Na zijn aanstelling tot onderwijzer in Lioessens ging Harm in de kost bij Mevr. Bandstra in Morra. Sindsdien woont hij in Morra. Toen hij trouwde kochten ze een huis in Morra voor 7900 gulden. Dat zou omgerekend in Euro’s nu €3700 zijn. Voor die tijd een heel kapitaal. Maar met zijn baan in Lioessens was het geen probleem om een hypotheek te krijgen. De bankdirecteur uit Anjum kwam het geld persoonlijk naar de notaris in Metslawier brengen. Alles contant. Een bankmedewerkster uit Metslawier zat eens per week een halve dag in Morra en fietste heen met de fietstas vol met geld van Metslawier naar Morra en later op de dag met net zo’n volle fietstas weer terug. Er bestond nog geen internet, slechts een enkeling beschikte over een auto, in de dorpen waren nog winkels en cafe’s en er was nog bedrijvigheid. De wereld was klein en overzichtelijk. Mensen gescheiden van elkaar door hun levensovertuiging.
Na 10 jaar kwam het huis te koop waar Harm nu nog woont. Het is de voorzijde van een oude boerderij uit de tijd van Napoleon. We zitten nu in te tuin te praten, maar vroeger was hier de deel. Harm woont net niet naast de kerk, die uit 1200 stamt. Hij is wel altijd actief bij de kerk betrokken, zit nog steeds in de kerkenraad. Hij was actief bij het dorpsbelang en is penningmeester van de begrafenisvereniging geweest.

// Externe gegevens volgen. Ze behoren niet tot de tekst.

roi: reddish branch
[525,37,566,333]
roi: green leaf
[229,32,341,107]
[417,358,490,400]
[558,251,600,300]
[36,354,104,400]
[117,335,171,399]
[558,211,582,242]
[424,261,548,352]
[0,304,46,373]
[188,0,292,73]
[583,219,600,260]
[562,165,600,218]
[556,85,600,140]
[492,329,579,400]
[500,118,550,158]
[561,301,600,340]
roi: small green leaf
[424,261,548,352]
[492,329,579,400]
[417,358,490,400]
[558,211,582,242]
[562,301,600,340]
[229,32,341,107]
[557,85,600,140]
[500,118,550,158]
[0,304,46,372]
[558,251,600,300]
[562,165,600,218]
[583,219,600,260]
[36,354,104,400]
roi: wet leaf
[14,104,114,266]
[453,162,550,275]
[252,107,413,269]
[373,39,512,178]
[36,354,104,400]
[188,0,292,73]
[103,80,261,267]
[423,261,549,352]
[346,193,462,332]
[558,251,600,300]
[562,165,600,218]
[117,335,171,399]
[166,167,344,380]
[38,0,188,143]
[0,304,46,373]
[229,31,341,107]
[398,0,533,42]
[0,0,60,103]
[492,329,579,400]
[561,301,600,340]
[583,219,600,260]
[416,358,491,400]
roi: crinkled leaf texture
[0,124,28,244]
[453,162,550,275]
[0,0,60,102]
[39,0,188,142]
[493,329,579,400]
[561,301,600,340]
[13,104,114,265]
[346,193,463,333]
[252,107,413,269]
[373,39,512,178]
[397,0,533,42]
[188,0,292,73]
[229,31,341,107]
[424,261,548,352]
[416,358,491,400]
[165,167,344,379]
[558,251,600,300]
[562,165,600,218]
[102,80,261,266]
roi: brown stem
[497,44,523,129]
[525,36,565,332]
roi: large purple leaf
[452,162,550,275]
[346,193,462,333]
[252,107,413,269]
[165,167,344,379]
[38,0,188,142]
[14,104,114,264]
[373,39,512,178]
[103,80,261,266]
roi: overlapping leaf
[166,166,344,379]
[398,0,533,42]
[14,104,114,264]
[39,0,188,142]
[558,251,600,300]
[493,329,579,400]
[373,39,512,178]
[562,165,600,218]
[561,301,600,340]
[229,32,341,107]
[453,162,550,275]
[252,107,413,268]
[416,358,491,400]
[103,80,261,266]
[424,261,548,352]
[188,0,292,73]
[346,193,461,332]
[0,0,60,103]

In zijn drukke leven vond hij zelfs nog tijd om wat vee te houden, wat koeien, wat schapen; een boekje te schrijven over de geschiedenis van Morra wat al lang uitverkocht is. Ook na zijn pensionering, nu 10 jaar geleden, blijft hij druk met heel veel verschillende dingen. Trots liet hij me de kamer zien die hij helemaal in oude stijl zelf heeft opgeknapt, want ook dat vind hij fijn om te doen: klussen en schilderen. Alles doet hij zelf.
Een bezige, energieke man. Bij het afscheid nemen zag ik ineens nog een andere liefde van hem staan: een lelijke eend. Nostalgie en Citroen zijn grote autoliefde.